Three axes of negotiation
The first is the architecture of European security under conditions of prolonged war. Kyiv insists that any discussion about "continental stability" without clear commitments regarding Ukraine is a conversation in a vacuum.
The second is the so-called Drone Deals: bilateral agreements on joint production and supply of unmanned aerial vehicles. Zelensky is promoting a model in which partners don't simply provide equipment, but localize production — partially on Ukrainian or adjacent territory.
The third axis is so far the least public: Zelensky announced "other topics" without elaborating. Based on previous negotiation rounds, this concerns frozen Russian assets and conditions for possible ceasefire.
Why now
Both summits are taking place at a moment when Western military assistance has slowed again — not due to a lack of decisions, but due to lack of pace in their implementation. Drone Deals in this context is an attempt to bypass the bureaucratic cycle: instead of waiting in line for budget approvals, create a direct industrial connection.

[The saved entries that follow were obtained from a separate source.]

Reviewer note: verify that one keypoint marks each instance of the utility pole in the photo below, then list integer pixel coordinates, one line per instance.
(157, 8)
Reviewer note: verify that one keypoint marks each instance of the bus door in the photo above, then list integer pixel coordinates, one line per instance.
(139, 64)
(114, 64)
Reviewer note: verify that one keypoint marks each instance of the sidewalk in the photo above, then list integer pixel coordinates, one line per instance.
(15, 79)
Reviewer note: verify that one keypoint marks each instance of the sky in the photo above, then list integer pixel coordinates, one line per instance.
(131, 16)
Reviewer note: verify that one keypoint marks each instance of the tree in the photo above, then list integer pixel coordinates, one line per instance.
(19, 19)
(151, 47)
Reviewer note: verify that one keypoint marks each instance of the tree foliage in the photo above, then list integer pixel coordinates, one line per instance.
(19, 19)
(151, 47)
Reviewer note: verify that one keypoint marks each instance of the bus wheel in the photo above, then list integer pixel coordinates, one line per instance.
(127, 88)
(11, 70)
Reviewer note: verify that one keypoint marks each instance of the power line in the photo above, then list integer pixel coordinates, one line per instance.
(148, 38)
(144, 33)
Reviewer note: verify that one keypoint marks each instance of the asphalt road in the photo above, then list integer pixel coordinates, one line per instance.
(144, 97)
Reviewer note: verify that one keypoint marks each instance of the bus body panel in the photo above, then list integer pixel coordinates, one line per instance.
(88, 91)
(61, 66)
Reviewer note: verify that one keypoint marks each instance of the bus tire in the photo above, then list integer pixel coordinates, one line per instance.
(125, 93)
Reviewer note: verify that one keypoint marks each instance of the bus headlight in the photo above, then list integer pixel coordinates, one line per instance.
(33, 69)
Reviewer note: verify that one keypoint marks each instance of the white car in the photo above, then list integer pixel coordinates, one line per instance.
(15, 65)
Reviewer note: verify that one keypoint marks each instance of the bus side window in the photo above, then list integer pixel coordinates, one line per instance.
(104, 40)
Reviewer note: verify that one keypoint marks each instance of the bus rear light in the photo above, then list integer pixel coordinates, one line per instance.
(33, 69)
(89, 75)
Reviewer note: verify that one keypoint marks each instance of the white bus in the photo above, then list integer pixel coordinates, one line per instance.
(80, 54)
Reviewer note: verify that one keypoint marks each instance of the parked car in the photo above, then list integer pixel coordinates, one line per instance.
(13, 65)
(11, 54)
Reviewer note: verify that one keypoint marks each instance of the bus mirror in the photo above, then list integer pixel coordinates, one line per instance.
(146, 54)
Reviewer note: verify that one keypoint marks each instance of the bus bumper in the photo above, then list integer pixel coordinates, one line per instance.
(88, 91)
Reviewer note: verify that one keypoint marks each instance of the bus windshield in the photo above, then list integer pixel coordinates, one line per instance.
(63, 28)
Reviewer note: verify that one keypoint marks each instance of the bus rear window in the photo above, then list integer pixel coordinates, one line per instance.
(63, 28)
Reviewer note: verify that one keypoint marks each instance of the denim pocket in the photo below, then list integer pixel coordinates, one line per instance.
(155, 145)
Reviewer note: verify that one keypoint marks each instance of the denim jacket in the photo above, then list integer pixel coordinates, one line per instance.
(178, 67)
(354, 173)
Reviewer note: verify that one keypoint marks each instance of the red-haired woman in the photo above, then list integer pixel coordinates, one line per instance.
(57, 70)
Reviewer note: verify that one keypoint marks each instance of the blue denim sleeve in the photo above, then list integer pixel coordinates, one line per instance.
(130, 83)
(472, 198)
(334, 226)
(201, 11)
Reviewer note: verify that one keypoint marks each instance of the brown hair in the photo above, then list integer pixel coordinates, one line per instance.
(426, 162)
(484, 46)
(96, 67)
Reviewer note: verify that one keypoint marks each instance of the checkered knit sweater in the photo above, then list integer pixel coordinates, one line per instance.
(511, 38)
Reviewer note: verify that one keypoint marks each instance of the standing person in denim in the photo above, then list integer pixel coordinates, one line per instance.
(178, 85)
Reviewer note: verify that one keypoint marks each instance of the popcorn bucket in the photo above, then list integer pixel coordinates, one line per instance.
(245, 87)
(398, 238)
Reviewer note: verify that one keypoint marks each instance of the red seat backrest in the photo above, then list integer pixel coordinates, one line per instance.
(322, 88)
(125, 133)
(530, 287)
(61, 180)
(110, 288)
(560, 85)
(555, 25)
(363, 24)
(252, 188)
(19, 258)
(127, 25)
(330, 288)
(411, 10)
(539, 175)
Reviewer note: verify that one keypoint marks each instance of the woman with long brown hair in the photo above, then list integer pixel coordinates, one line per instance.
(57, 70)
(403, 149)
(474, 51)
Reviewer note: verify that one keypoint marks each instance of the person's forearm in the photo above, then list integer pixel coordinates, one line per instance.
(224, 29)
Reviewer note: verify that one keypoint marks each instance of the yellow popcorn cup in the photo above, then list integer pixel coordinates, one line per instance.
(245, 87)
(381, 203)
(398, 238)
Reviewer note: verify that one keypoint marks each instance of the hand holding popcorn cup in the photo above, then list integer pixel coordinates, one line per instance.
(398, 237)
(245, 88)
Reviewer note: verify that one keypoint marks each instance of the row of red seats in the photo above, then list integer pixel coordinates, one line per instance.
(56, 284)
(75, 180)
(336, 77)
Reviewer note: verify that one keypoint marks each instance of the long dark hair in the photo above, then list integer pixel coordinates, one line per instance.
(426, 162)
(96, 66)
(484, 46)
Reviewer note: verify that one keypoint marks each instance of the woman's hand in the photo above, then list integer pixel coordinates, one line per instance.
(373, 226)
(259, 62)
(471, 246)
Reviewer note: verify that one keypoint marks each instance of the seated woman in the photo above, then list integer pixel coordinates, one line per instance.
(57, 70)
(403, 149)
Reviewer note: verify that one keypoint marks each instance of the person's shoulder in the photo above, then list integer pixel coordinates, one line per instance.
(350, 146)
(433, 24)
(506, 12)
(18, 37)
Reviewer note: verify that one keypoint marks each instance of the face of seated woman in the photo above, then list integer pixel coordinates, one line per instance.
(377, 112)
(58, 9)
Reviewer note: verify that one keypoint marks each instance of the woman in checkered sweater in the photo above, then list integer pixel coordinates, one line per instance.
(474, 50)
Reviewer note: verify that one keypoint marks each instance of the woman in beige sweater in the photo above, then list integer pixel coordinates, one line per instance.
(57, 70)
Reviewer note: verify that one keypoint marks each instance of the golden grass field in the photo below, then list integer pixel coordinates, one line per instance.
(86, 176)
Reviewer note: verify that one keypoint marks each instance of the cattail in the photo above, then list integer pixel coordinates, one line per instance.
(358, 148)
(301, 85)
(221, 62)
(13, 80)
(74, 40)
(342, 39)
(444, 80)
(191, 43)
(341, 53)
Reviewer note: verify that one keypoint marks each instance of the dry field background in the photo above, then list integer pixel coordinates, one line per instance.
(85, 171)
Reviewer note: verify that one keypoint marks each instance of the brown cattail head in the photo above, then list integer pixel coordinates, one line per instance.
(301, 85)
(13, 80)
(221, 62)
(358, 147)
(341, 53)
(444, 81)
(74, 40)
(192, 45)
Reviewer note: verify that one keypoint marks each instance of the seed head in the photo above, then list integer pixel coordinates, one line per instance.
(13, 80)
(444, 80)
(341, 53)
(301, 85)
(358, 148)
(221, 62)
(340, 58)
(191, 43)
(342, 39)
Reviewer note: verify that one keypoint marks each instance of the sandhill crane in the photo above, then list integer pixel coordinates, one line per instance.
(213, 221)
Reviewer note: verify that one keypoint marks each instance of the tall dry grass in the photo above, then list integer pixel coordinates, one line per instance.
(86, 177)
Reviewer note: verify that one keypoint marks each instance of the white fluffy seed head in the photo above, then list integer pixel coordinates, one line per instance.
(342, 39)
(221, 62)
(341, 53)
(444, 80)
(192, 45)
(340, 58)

The risk for Zelensky is obvious: summits generate communiqués, not weapons. If Drone Deals remain framework agreements without delivery schedules and verification mechanisms — this is a repeat of the already familiar scenario with support packages that are announced loudly but implemented quietly and slowly.
The scale of stakes
According to analysts at the Kiel Institute, the pace of new G7 country commitments to Ukraine in the first quarter of 2025 has fallen to the lowest level since the beginning of the full-scale invasion. Against this backdrop, the unmanned aerial vehicle initiative is not just military logistics, but a test of whether allies are capable of moving from declarations to industrial cooperation during an active phase of war.
If Drone Deals receive concrete deadlines and a public accountability mechanism — this changes the logic of assistance. If not — how does this format differ from previous "packages" that few remember anymore?